Equivalent to binary cross-entropy on (chosen, rejected) pairs.
"""
r_chosen = reward_model(chosen_ids) # should be higher
r_rejected = reward_model(rejected_ids) # should be lower
# Minimize NLL of the preference: log σ(r_chosen - r_rejected)
loss = -F.logsigmoid(r_chosen - r_rejected).mean()
return loss
# Training: for each (prompt, chosen_response, rejected_response) triplet,
# compute preference_loss and backpropagate.RLHF → DPO evolution
RLHF requires training three separate models (SFT → reward model → policy with PPO). DPO (Rafailov et al., 2023) showed you can skip the reward model entirely by directly optimizing the policy from preferences — reducing RLHF's 3-stage pipeline to a single fine-tuning step. Most modern open-source model training now uses DPO or its variants (ORPO, SimPO).
Practice questions
- What is the Bellman equation and why is it fundamental to RL? (Answer: Bellman equation: V(s) = max_a [R(s,a) + γ Σ P(s'|s,a) V(s')]. The value of a state = maximum expected immediate reward + discounted future value, averaged over transition probabilities. Key insight: the optimal value function satisfies this recursive equation. Value iteration: repeatedly apply the Bellman update until convergence — finds optimal policy without learning a model. Q-learning: learns Q(s,a) values using a sample-based Bellman update. The Bellman equation is the bridge between MDP theory and practical RL algorithms.)
- What is the exploration-exploitation trade-off and how does ε-greedy address it? (Answer: Exploitation: choose the action with highest estimated reward (greedy). May get stuck in local optima. Exploration: try other actions to discover better strategies. Wastes short-term reward. ε-greedy: with probability ε explore (random action), with probability 1-ε exploit (best known action).
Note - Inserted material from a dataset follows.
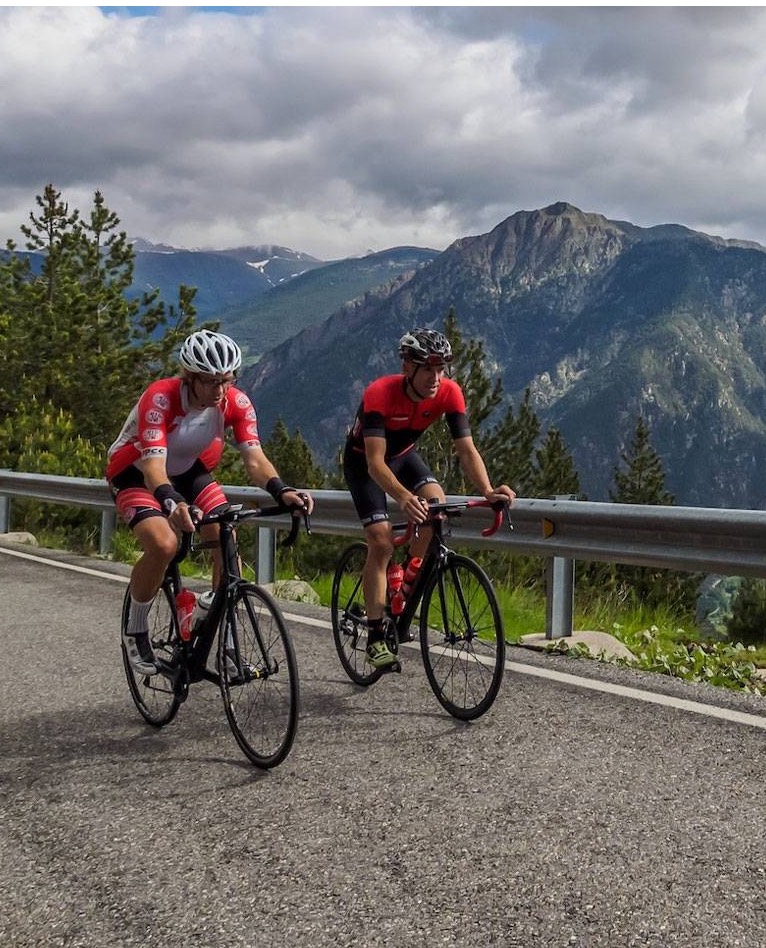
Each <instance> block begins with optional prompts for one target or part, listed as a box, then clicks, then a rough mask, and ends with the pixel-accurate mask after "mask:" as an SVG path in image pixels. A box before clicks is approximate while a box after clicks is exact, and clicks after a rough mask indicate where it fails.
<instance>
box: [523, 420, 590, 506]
mask: <svg viewBox="0 0 766 948" xmlns="http://www.w3.org/2000/svg"><path fill="white" fill-rule="evenodd" d="M535 457H536V460H537V474H536V477H535V487H534V490H535V493H534V496H536V497H554V496H556V495H557V494H574V495H577V494H579V492H580V478H579V476H578V474H577V471H576V470H575V466H574V461H573V460H572V455H571V454H570V453H569V451H568V450H567V447H566V445H565V444H564V439H563V438H562V437H561V432H560V431H559V430H558V428H549V429H548V431H547V432H546V435H545V440H544V441H543V443H542V445H541V446H540V447H539V448H538V449H537V451H536V452H535Z"/></svg>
Common schedule: ε=1.0 at start (pure exploration), decay to ε=0.01 over training (mostly exploit). Trade-off: too much exploration → slow learning; too little → local optima. UCB (Upper Confidence Bound) exploration is theoretically optimal for bandits.)
- What is the difference between on-policy and off-policy learning? (Answer: On-policy: learns the value of the policy currently being used for exploration. SARSA: updates Q(s,a) using the action actually taken by the current policy. The behaviour policy = target policy. Off-policy: learns the optimal policy while following a different (exploration) policy. Q-learning: updates Q(s,a) using max_a'Q(s',a') — the optimal action, even if a different action was taken. Off-policy enables: learning from historical data (logged actions), using a safer exploration policy while learning an optimal one.)
- Why is training a Deep Q-Network (DQN) unstable without experience replay and target networks? (Answer: Instability sources: (1) Correlated samples: consecutive transitions (s_t, a_t, r_t, s_{t+1}) are highly correlated — violates the IID assumption of gradient descent. Experience replay: store transitions in buffer, sample random mini-batches — breaks correlations. (2) Moving target problem: the target Q(s', max_a') uses the same network being updated — the target chases a moving target. Separate target network: a frozen copy updated every N steps. These two stabilisations (Mnih et al. 2015) made Atari game DQN training feasible.)
- What is policy gradient and how does REINFORCE work? (Answer: Policy gradient: directly optimise the policy π_θ (a neural network) by gradient ascent on expected return J(θ) = E[Σ r_t]. REINFORCE: ∇J(θ) = E[G_t ∇log π_θ(a_t|s_t)] where G_t = Σγ^k r_{t+k} (discounted return). In practice: sample a full episode, compute G_t at each step, update θ ← θ + α G_t ∇log π_θ(a_t|s_t). Intuition: increase log probability of actions that led to high returns, decrease for low returns. High variance (needs many episodes). Actor-Critic methods (PPO, A3C) reduce variance.)